This guide presents an overview of managing Python packages and environments on the Longleaf and Dogwood clusters.

Table of Contents

System-wide versions of Python

User-specific package installations with pip

Dependency management with virtual environments

Creating virtual environments with venv and pip

Modifying the installation path

Creating virtual environments with conda

Using virtual environments in a SLURM job

Using virtual environments in a Jupyter notebook

System-wide versions of Python

On Longleaf and Dogwood, there are several pre-installed versions of Python available as modulefiles. To view the available versions of Python, run the following command from within a command-line session on Longleaf or Dogwood:

$ module avail python

------------------------------------------ /nas/longleaf/apps/lmod/modulefiles/Core -------------------------------------------
   python/2.4.6     python/2.7.13        python/3.6.6    python/3.7.14    python/3.9.6
   python/2.7.12    python/3.5.1  (D)    python/3.7.9    python/3.8.8

  Where:
   D:  Default Module

Use "module spider" to find all possible modules.
Use "module keyword key1 key2 ..." to search for all possible modules matching any of the "keys".

To load a specific version of Python to your environment, use the module load command. To identify the location of the currently-loaded python interpreter, you may use the which command. For example:

$ module load python/3.9.6
$ which python
/nas/longleaf/rhel8/apps/python/3.9.6/bin/python

The system-wide versions of Python often include common scientific packages such as numpy and scipy, and are sufficient for basic computations; however, most research projects will require users to install additional packages themselves using pip or conda.

User-specific package installations with pip

There there are numerous open-source packages available for download through the Python Package Index (PyPi) repository. Pip is a package-management system that installs packages from the PyPi repository through a command-line interface. Using the pandas package as an example, users can install the latest release of the package to their home directory from within a command-line session on Longleaf using the following commands:

$ module load python/3.9.6
$ python -m pip install --user pandas

Because users only have write access to specific locations on Longleaf such as their home directories, it is necessary to include the --user flag when doing pip installs. In the above example, pandas will be installed to the user-specific site-packages directory for Python 3.9 (~/.local/lib/python3.9/site-packages).

Pip can be used to install specific package versions using the == operator:

$ python -m pip install --user pandas==2.0.2

Similarly, minimum package version requirements can be specified using the >= operator:

$ python -m pip install --user pandas>=2.0.2

For more information on installing packages using pip, please refer to the pip user guide.

Dependency management with virtual environments

In order to manage dependency requirements for multiple projects, we strongly recommend that users install their local packages into isolated "virtual" Python environments. A Python virtual environment is a directory structure that contains all the necessary executables and packages needed to build and run a Python-based project. Using separate virtual environments for each project allows users to install and upgrade Python packages as needed without having to worry about creating dependency conflicts in their other projects. In addition, using virtual environments helps to improve scientific reproducibility by allowing others to more easily replicate the computational environment in which an analysis was conducted.

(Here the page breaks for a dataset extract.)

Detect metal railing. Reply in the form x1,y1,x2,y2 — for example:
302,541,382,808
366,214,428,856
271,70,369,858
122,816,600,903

Creating virtual environments with venv and pip

Venv is a lightweight tool for creating virtual environments that is included as part of the Python 3 Standard Library. To create a new virtual environment using venv, first load one of the Python 3 modulefiles from within a command-line session on Longleaf, then invoke the venv command followed by the path to the directory where you would like the environment to be created.

$ module purge 
$ module load python/3.9.6
$ python -m venv ~/<env_name>

In the above example, a new virtual environment with Python 3.9.6 is created in the user's home directory. This environment is created on top of the existing Python installation associated with the python/3.9.6 modulefile, which serves as a "base" for the virtual environment. Users may customize the version of Python used in the virtual environment by loading specific Python modulefiles during the environment creation process.

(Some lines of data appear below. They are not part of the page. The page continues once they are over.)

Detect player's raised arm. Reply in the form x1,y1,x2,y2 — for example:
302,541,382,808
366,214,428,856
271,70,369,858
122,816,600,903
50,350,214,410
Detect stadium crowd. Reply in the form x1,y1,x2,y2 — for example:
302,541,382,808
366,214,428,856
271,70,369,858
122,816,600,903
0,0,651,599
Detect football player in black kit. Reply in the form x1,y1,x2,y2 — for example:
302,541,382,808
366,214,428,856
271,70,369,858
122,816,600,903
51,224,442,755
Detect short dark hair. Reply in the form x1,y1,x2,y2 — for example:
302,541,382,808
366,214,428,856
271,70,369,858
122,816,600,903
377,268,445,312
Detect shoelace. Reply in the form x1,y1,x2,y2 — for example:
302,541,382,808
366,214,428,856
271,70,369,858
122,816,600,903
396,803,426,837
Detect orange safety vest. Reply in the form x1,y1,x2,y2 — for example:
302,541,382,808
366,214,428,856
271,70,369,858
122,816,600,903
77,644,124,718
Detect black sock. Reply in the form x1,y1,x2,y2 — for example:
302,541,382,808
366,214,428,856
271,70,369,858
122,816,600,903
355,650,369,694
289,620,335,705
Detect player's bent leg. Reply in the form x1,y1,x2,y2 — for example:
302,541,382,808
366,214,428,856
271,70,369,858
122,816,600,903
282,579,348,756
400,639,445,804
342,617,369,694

Modifying the installation path

In addition, users can create environments in different locations by modifying the installation path passed to the venv command.

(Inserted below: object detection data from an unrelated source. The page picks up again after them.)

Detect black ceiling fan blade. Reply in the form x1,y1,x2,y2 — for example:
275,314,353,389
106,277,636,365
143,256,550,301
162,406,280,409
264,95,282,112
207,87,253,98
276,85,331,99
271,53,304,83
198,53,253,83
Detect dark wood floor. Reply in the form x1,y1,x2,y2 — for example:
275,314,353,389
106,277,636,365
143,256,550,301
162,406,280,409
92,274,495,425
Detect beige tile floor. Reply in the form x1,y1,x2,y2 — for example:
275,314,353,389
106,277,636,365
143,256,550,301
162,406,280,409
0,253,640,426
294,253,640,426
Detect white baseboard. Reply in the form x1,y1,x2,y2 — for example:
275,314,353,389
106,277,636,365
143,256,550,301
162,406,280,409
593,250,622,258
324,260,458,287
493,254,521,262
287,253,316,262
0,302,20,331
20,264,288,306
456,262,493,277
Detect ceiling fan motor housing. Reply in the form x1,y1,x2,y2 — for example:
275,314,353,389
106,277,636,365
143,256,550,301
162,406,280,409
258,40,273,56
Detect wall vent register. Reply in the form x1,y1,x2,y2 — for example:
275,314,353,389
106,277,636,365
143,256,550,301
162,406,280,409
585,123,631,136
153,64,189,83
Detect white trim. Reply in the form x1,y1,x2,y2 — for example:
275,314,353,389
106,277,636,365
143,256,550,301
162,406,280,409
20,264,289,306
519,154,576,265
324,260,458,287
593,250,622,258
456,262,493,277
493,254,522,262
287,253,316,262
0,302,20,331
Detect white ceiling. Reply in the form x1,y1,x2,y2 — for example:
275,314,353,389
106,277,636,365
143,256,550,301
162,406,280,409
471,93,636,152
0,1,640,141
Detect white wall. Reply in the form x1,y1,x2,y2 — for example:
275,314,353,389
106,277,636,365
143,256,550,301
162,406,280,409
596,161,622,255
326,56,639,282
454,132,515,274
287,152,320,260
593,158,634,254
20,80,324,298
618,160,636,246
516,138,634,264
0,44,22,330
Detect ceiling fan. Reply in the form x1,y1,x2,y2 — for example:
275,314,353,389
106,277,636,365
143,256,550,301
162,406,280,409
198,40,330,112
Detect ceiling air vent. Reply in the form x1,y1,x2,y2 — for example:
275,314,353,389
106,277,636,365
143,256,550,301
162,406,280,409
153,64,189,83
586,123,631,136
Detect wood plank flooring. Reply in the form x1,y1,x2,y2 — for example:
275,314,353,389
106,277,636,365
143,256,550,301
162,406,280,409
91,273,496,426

$ module load python/3.5.1
$ python -m venv /users/<o>/<n>/<onyen>/<env_name>

In the above example, a new virtual environment with Python 3.5.1 is created in the user's /users directory. Before you can begin installing or using packages in your virtual environment, you will need to activate it:

$ source <path_to_env>/<env_name>/bin/activate

Note that the Python modulefile used as the environment's base must be loaded before the environment is activated for python code to work within the environment. Once an environment is activated, its name will appear to the left of the terminal prompt in parentheses (i.e., (<env_name>) $). You can also verify that you are in an active virtual environment by checking the location of your Python interpreter using the which python command, which should return the path to an interpreter located inside the <env_name> folder. Once activated, you may install packages to your environment using pip:

(<env_name>) $ python -m pip install pandas==2.0.2

When used from within an active virtual environment, pip will install Python packages to the environment's site-packages directory without needing to be told to do so explicitly. These packages will be available to you next time you activate the virtual environment. To uninstall a package, use pip uninstall <packagename. To obtain a list of packages installed to the currently-active environment, users may use the pip freeze command. This command is often used to create a requirements file listing out all of a project's dependencies.

(<env_name>) $ python -m pip freeze > requirements.txt

Requirements files are useful for reproducing the computational environment in which a scientific analysis was conducted. Users can use requirements files to install the dependencies needed to conduct an analysis on a new computer or in a new virtual environment using the following command:

(<new_env>) $ python -m pip install -r requirements.txt

To exit the currently-active virtual environment, simply run the deactivate command. Once deactivated, the name of the environment will no longer appear to the left of your terminal prompt.

(<env_name>) $ deactivate
$

To delete a venv, deactivate the environment and then delete the directory containing the environment.

Creating virtual environments with conda

Conda is an environment and package manager that allows users to create virtual environments and install a variety of packages from the Anaconda open-source repository. Unlike virtual environments created using venv, conda environments are almost entirely self-contained and do not require one of the system-wide Python modulefiles for use as a base. As such, users can create conda environments with almost any version of Python and are not limited to the versions available as modulefiles. In addition, conda environments can be used to manage packages and dependencies for programming languages other than Python such as R.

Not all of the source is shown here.